← Back to Lessons Lesson 44 of 48
Intermediate data-structures

Building a Markdown Parser in Wasm

Introduction

Parsing Markdown is an excellent real-world use case for WebAssembly. Large documents with thousands of lines benefit significantly from Rust's performance over JavaScript-based parsers like marked or markdown-it. In this lesson, we build a simple Markdown tokenizer and HTML converter from scratch in pure Rust, then discuss how production crates like pulldown-cmark take it further.

Why build a Markdown parser in Wasm?

Factor JS parser (marked) Rust/Wasm parser
10KB document ~1ms ~0.3ms
100KB document ~12ms ~2ms
1MB document ~120ms ~15ms
10MB document ~1400ms ~140ms
Memory usage Higher (GC pressure) Lower (no GC)
Streaming support Limited Natural with iterators

For small documents the difference is negligible, but for real-time preview of large files (README generators, documentation sites, note-taking apps), Wasm parsers deliver a noticeably smoother experience.
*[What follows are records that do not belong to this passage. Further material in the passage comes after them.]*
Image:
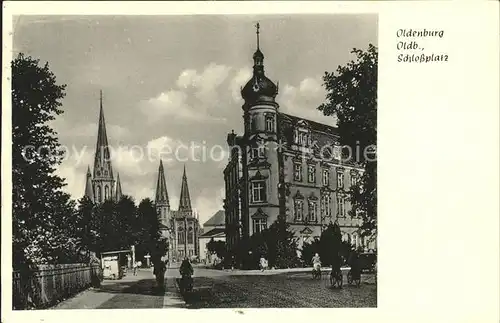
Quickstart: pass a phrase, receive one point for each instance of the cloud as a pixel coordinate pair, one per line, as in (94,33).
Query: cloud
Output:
(304,99)
(209,202)
(196,97)
(240,79)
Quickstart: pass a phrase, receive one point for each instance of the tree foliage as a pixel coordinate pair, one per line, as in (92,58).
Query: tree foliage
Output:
(277,244)
(40,208)
(309,249)
(352,99)
(217,247)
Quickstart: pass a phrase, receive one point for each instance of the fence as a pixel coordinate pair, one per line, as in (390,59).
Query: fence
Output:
(50,284)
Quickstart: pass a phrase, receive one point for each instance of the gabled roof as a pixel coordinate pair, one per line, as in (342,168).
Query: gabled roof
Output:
(218,219)
(217,232)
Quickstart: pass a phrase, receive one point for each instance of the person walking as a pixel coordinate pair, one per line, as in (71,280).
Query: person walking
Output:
(159,272)
(135,268)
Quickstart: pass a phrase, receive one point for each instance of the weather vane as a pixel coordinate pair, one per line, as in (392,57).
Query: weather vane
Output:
(257,26)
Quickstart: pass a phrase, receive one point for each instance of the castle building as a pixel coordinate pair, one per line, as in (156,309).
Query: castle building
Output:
(101,184)
(285,165)
(181,228)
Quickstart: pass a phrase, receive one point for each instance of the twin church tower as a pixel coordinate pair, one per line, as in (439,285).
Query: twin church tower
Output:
(181,228)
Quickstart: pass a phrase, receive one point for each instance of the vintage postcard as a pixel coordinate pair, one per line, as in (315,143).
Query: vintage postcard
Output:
(243,156)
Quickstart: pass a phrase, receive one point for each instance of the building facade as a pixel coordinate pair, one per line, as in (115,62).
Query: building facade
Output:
(181,228)
(101,184)
(214,228)
(283,164)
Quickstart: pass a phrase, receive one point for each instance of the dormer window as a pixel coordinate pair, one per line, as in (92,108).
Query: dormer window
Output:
(311,174)
(340,180)
(258,152)
(269,123)
(326,177)
(297,172)
(301,138)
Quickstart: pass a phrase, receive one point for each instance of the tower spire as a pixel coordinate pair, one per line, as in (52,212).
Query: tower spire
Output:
(89,192)
(185,200)
(103,179)
(257,27)
(161,187)
(102,162)
(118,195)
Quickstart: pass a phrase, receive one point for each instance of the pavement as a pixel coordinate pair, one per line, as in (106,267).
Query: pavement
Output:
(227,289)
(129,292)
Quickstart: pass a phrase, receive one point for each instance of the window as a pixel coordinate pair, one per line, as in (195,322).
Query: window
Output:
(297,172)
(336,152)
(99,194)
(311,174)
(354,180)
(340,180)
(259,225)
(326,177)
(301,137)
(313,211)
(258,191)
(326,209)
(341,203)
(270,123)
(181,237)
(253,124)
(190,235)
(299,210)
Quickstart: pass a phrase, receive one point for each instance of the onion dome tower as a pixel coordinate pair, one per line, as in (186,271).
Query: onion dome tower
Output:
(259,89)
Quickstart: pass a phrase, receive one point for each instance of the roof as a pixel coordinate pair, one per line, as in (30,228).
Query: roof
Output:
(218,219)
(315,126)
(214,233)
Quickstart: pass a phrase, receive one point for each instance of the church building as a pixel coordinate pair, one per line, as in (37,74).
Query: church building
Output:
(285,165)
(101,185)
(181,228)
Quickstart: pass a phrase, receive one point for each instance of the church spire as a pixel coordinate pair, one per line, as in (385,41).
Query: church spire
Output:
(161,187)
(118,194)
(257,26)
(89,192)
(185,200)
(102,161)
(103,181)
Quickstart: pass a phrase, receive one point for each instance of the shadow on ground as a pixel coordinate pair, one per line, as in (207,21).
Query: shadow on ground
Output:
(139,287)
(277,291)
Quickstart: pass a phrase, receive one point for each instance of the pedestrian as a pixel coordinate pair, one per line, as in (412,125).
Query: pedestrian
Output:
(135,268)
(159,272)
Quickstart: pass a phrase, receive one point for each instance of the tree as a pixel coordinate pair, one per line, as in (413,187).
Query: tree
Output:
(282,244)
(352,99)
(149,234)
(309,249)
(126,218)
(330,244)
(217,247)
(39,204)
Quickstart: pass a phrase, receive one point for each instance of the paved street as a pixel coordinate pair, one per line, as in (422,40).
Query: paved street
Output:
(226,289)
(129,292)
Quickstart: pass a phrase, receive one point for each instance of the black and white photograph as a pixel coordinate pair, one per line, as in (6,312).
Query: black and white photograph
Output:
(204,161)
(250,161)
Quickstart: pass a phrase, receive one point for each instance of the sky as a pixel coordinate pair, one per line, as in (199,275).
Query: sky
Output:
(173,82)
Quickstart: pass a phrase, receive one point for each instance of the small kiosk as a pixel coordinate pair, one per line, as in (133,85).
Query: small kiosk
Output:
(113,262)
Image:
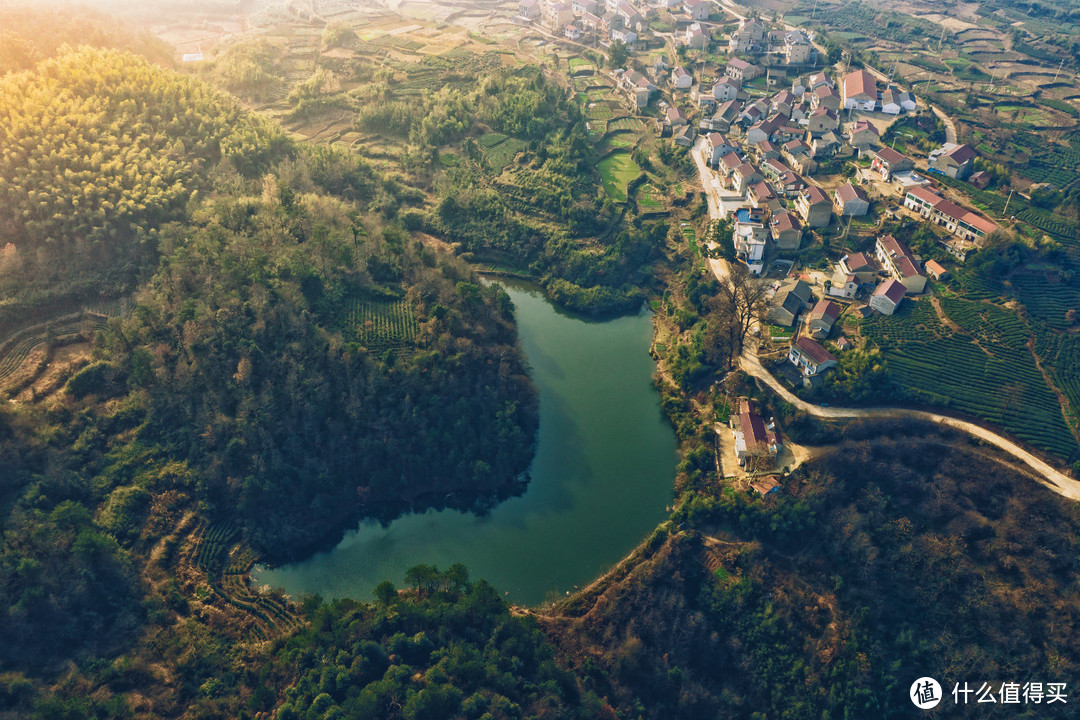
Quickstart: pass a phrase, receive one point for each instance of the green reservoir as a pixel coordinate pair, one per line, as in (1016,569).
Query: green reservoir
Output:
(599,481)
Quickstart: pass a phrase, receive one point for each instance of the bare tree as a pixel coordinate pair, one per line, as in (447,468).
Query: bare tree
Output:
(744,296)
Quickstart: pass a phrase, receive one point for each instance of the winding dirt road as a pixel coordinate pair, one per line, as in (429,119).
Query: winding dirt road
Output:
(1057,481)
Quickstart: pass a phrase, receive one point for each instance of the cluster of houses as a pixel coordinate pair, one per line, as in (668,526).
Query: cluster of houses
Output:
(607,21)
(861,93)
(766,149)
(885,279)
(752,38)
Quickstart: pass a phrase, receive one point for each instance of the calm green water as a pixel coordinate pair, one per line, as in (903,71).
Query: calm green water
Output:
(601,478)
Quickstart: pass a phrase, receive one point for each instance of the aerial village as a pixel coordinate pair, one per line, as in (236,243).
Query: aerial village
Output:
(788,145)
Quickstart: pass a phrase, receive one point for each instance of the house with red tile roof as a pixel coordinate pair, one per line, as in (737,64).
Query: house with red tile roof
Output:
(888,162)
(961,222)
(753,438)
(810,356)
(936,270)
(814,207)
(888,296)
(957,161)
(851,201)
(860,91)
(900,262)
(785,231)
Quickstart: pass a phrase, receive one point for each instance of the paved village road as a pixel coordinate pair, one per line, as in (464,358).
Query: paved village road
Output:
(1054,479)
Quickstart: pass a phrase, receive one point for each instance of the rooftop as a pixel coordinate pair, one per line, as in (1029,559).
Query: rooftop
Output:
(814,351)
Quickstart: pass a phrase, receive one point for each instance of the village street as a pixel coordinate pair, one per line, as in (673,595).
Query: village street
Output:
(719,205)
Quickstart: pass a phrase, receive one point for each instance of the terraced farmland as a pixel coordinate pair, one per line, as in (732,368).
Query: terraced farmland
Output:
(502,153)
(382,324)
(616,171)
(15,350)
(1047,298)
(984,370)
(216,555)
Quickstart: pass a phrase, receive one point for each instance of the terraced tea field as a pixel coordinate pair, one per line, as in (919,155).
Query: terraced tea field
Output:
(984,370)
(382,324)
(616,171)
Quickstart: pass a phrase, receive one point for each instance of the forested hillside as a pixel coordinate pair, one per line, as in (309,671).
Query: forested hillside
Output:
(886,560)
(295,362)
(23,44)
(97,148)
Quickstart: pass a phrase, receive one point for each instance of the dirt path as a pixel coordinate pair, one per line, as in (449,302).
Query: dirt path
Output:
(1045,474)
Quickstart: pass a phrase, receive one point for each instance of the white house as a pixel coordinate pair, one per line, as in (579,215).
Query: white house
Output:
(810,357)
(682,79)
(888,296)
(696,37)
(716,147)
(860,91)
(698,10)
(750,236)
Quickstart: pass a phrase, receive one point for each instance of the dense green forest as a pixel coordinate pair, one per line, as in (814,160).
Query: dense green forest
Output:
(886,560)
(294,363)
(23,43)
(97,148)
(299,354)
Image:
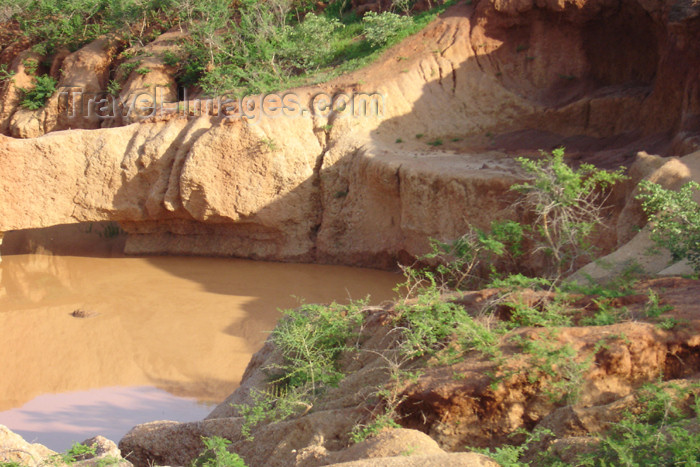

Parsing strategy: tokenizer + converter

Our parser follows a two-phase approach:

┌─────────────┐     ┌────────────┐     ┌──────────────┐
│  Raw         │     │  Token     │     │  HTML        │
│  Markdown    │────>│  Stream    │────>│  Output      │
│  (text)      │     │  (Vec)     │     │  (String)    │
└─────────────┘     └────────────┘     └──────────────┘
   Phase 1:            Phase 2:
   Tokenize            Convert

Phase 1 — Tokenization: Each line is classified into a token type (heading, list item, paragraph, etc.). Inline formatting (bold, italic, code, links) is stored as raw text inside the token.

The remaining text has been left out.